If you, the reader, are brand new to climbing and want to learn the necessary technical skills to go outside safely, here are some options:
• Hire a certified guide—This is the most efficient, but also the most expensive option. By hiring a certified rock guide, you can be sure that you're learning what you need and learning it right.
• Find a mentor—Many climbers would be happy to teach you how to engage in the sport safely. You can find potential mentors in the gym, at the crag, or consider posting on the forums at Mountain Project. If you go this route, it's a good idea to supplement your climbing education with some book learning so you can verify that your mentor's techniques are sound. Just because someone climbs, it doesn't mean they do it correctly.
• Read books—There are a ton of great climbing skill books out there.
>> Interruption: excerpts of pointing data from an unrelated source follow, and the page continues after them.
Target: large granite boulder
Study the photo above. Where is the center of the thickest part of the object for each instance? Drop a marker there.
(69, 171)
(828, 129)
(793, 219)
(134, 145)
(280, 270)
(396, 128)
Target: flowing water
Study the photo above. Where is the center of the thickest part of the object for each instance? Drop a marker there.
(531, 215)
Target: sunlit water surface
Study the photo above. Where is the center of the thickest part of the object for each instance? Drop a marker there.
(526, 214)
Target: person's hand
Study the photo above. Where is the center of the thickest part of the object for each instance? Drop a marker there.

Depending on what kind of climbing you intend to do, Rock Climbing: Mastering Basic Skills, Climbing Anchors, and Mountaineering: The Freedom of the Hills are all solid sources. If you go this route, be sure to practice in a controlled environment before taking your techniques up on the wall.
•Watch videos—Youtube is full of climbing skill videos, and watching someone perform a skill can be more informative than reading about it in a book. Just make sure you're getting your information from a trusted source like the AMGA or, ahem, a certain awesome climbing publication. Internet videos are great for learning or fine-tuning a skill here and there, but not ideal if you're starting from scratch. You'll be much better off with a guide or mentor that you can ask questions, and who can double check your work.
•Read instructions—You won't learn to climb by reading those little info sheets that come with your gear, but you will get a lot of good information. Look them over.
Ideally, you should use a combination of the above options. Start by reading a book so you have a basic understanding of climbing skills. Follow that up with a few Youtube videos so you can see how these skills are performed. Then meet up with a guide or mentor and practice the skills yourself with expert supervision. Before you know it, you'll be taking your own group of friends out climbing, and you won't need to tie 10 knots in the rope because you don't know how to tie one knot properly.